Well, the boycott, needless to say, didn’t work. Day after day, there would be a couple of UFCW people standing out there in front of Cub Foods, with someone from the NALC, carrying signs, while people trampled each other in their haste to get into the store.

This went on for years. At least 10 years. After the first five years or so, they tapered off on the number of people picketing right in front, but there would still be somebody out there by the parking lot exit with a sign, and every so often there would be a big billboard somewhere in town saying, “Shop Union–Boycott Cub Foods”.

So last year, I was talking about this ‘n’ that with the Better Half, and the subject of grocery shopping came up, and he said, “Why don’t you go to Cub Foods for that (whatever it was)?” and I said, “I can’t, because we’re supporting the NALC boycott–aren’t we?”
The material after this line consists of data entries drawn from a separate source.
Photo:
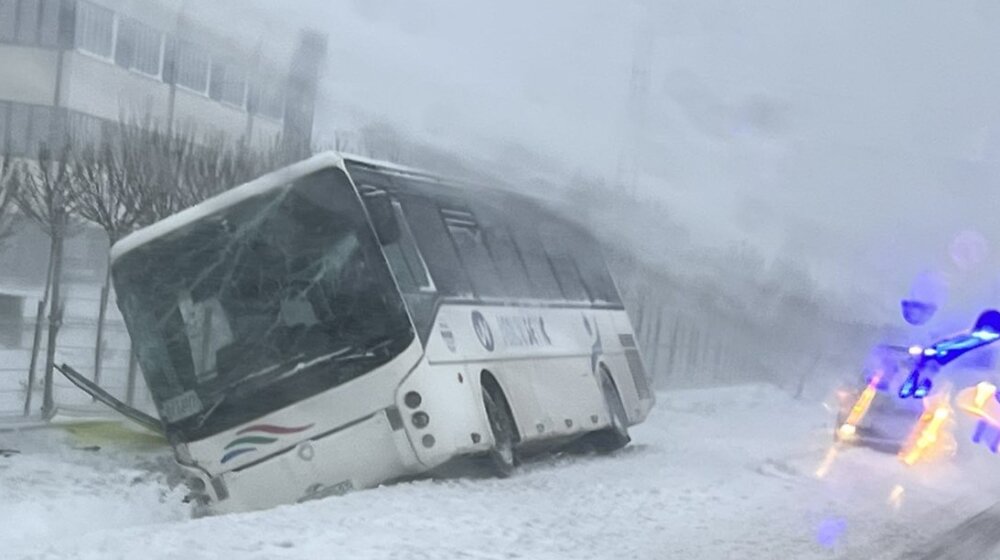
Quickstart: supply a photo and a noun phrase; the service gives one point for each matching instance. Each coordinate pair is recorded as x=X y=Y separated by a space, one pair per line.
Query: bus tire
x=502 y=456
x=615 y=436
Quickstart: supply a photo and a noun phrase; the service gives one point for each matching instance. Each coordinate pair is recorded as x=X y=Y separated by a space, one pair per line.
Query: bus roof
x=261 y=185
x=421 y=181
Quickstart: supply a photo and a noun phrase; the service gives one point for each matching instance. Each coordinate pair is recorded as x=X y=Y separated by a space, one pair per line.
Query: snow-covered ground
x=727 y=473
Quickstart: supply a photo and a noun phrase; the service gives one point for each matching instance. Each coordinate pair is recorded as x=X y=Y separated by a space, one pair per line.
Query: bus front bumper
x=362 y=454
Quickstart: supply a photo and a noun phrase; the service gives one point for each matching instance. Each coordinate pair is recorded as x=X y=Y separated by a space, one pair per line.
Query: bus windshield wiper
x=231 y=388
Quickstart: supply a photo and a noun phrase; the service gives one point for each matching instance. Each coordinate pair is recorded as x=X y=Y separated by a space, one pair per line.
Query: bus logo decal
x=447 y=336
x=252 y=438
x=483 y=331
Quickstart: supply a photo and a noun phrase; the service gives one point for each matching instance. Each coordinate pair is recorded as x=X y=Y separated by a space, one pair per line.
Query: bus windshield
x=259 y=305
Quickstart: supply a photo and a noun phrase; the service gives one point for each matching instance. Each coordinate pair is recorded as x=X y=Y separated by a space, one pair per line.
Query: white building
x=75 y=68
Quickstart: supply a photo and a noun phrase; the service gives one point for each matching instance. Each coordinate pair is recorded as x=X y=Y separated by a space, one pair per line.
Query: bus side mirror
x=383 y=218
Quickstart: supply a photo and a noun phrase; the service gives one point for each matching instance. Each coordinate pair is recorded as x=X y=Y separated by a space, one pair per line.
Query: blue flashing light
x=985 y=335
x=909 y=386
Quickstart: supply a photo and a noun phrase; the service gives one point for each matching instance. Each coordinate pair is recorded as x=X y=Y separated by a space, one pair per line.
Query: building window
x=87 y=130
x=8 y=20
x=139 y=47
x=27 y=21
x=192 y=67
x=18 y=127
x=30 y=22
x=27 y=127
x=11 y=320
x=269 y=101
x=95 y=29
x=228 y=84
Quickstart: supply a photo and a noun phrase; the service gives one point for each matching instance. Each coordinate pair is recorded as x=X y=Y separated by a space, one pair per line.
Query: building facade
x=75 y=69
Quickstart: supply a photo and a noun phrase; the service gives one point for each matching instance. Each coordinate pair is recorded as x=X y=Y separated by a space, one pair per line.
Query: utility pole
x=637 y=110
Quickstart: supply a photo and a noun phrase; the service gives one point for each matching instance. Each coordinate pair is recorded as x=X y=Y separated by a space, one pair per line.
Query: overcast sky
x=858 y=137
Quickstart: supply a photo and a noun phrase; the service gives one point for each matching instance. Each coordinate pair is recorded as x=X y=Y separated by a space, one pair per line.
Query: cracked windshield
x=573 y=279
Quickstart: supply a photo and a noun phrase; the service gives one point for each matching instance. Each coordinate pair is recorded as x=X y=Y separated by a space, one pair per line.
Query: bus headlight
x=420 y=420
x=412 y=399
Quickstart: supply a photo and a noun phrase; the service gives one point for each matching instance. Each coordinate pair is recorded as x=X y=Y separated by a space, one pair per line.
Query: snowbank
x=727 y=473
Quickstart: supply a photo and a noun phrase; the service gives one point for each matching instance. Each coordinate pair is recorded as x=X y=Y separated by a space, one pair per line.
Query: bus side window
x=540 y=273
x=557 y=241
x=588 y=256
x=436 y=247
x=468 y=239
x=404 y=258
x=513 y=276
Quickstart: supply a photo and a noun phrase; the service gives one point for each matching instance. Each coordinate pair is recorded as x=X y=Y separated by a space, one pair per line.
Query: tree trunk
x=55 y=322
x=101 y=316
x=39 y=325
x=130 y=384
x=35 y=344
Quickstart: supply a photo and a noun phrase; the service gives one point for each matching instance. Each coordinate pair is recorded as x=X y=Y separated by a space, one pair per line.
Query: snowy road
x=723 y=474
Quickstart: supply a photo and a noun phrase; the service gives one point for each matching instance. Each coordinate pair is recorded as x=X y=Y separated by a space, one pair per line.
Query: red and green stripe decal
x=254 y=437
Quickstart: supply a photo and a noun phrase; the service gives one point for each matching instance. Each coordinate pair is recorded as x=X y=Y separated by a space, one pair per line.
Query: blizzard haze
x=857 y=138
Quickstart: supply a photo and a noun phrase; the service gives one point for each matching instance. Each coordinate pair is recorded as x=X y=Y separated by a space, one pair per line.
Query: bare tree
x=141 y=174
x=45 y=197
x=9 y=184
x=107 y=192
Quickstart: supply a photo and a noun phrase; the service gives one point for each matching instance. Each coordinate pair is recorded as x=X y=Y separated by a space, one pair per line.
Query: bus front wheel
x=615 y=436
x=502 y=457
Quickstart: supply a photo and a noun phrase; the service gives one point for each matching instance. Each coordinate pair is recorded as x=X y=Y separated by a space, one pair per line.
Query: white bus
x=341 y=323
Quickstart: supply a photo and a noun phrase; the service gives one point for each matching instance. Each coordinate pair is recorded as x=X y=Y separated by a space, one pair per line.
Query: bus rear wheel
x=615 y=436
x=502 y=457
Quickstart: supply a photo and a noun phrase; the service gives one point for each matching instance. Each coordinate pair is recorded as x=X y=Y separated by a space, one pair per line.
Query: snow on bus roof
x=261 y=185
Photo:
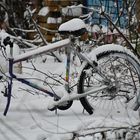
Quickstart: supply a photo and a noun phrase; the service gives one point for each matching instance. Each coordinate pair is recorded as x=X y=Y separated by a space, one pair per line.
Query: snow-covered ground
x=29 y=119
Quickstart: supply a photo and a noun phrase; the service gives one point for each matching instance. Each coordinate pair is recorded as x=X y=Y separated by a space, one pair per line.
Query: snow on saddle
x=75 y=27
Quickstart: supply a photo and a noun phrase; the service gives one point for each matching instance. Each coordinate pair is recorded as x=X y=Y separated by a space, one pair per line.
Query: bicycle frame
x=51 y=47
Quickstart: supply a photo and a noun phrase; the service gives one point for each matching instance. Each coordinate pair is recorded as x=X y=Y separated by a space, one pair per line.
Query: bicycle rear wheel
x=122 y=69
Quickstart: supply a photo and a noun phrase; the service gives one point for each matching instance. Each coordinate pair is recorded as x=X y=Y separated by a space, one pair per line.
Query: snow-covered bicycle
x=108 y=81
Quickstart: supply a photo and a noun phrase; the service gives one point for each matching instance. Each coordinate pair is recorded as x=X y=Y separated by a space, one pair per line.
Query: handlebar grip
x=7 y=41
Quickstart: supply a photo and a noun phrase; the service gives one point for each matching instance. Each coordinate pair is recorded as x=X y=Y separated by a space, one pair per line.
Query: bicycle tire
x=128 y=70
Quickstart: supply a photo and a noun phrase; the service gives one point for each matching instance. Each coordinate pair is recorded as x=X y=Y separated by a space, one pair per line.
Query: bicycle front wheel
x=122 y=69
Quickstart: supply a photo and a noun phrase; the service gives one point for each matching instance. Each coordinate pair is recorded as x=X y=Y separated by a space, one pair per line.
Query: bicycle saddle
x=75 y=27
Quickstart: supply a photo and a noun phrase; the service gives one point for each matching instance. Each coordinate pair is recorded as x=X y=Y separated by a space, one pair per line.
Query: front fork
x=10 y=82
x=67 y=84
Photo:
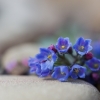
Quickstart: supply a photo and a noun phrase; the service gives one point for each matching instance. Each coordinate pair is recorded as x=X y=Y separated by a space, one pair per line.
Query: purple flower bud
x=89 y=56
x=70 y=50
x=52 y=47
x=95 y=76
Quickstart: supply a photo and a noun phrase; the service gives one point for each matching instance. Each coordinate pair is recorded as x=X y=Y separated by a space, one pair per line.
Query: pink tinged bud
x=95 y=76
x=52 y=47
x=89 y=56
x=70 y=51
x=25 y=62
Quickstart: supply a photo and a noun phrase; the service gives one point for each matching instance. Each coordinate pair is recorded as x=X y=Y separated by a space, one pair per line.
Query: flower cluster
x=65 y=60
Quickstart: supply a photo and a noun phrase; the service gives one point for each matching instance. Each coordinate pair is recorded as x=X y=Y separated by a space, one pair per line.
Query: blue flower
x=42 y=73
x=47 y=57
x=33 y=63
x=77 y=71
x=63 y=44
x=83 y=46
x=93 y=64
x=61 y=73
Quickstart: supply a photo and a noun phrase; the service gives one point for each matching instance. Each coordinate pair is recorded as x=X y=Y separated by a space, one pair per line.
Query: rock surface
x=33 y=88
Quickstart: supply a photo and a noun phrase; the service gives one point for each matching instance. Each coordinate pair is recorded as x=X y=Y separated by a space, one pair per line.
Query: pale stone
x=19 y=53
x=34 y=88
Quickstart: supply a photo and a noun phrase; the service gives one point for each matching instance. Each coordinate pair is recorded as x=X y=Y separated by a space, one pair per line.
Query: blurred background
x=26 y=25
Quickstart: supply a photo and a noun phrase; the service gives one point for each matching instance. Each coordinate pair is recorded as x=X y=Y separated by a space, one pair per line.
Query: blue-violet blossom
x=83 y=46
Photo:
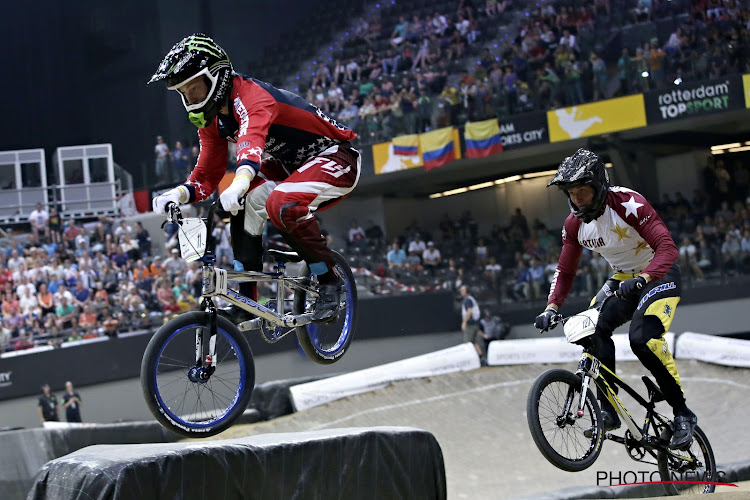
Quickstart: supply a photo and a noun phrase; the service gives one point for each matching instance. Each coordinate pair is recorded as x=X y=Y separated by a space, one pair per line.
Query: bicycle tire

He was, frankly, astonished. He had forgotten all about it. I said, “Well, is it off?” He said, “Well, actually, no, it’s still on, but I don’t think anybody from the NALC is walking the picket line anymore.”

And he gave me Official Permission to shop at Cub Foods. So I do, sometimes, but I hate having to bag my own groceries while people stand there in line and wait.

The point is, you ask if picketing will do any good. I say, no, because the people brushing past you to get into the building to run their errands quite literally don’t give a rat’s derriere about your “cause”, unless it means money out of their pockets. Failing that, you’re just blocking traffic.

Sorry to be so negative. :frowning:

The only picketing I ever did was picketing AGAINST(mindyou) Fred Phelps. We live in the same city of Topeka Kansas and for a while it was kind of scary, because they would come and stand among us counter-picketers and ask if we put shaved gerbils up our, well, you know. Fred would go back and forth demanding WE be hauled off for harassing THEM! And pretending to be preaching while really cursing at us under his breath. Cross my heart, I was close enough to him to hear it. I also helped a local church “witness” against them outside of the church on their own sidewalk. Fred hated St. D------ because the rector spoke out against them. Father B-- once wrote a letter to our paper about how he saw a Phelps mother let her kid pee on the church flower bed,(a quote “Dear God, they desecrated the daylilies.”) but the paper wouldn’t publish it. Hateful as they are, he would have let the little tyke inside to go.

Gee, I’m sorry, I pushed my own button. You’ll be fine out there, especially if you really do have all those bodies. Keep a kit on hand, small first aid items, Kleenex, etc, and a BIG water bottle. The latter is an essential! And try to make something happen fast because peoples’ attention spans are none too long. I’ll hope for the best for you, but DDG may be right, if it’s not money out of their pockets most people don’t care.

Thanks!

DDG, I can explain the connection between the letter carriers & the food workers–they’re both unionized. That’s it. Unions tend to back each other, and will picket for other unions, just to show support. For instance, in a couple of weeks, we’ll be having a much larger rally, and a few busloads of UAW workers will be coming up from Detroit to picket with us. Solidarity. :smiley:

Baker: Wow. I think I’d picket against that loser, too. And thanks for the advice! I shall write it down.

Oops, two more things, sunscreen and a hat if you are going to be out for any length of time.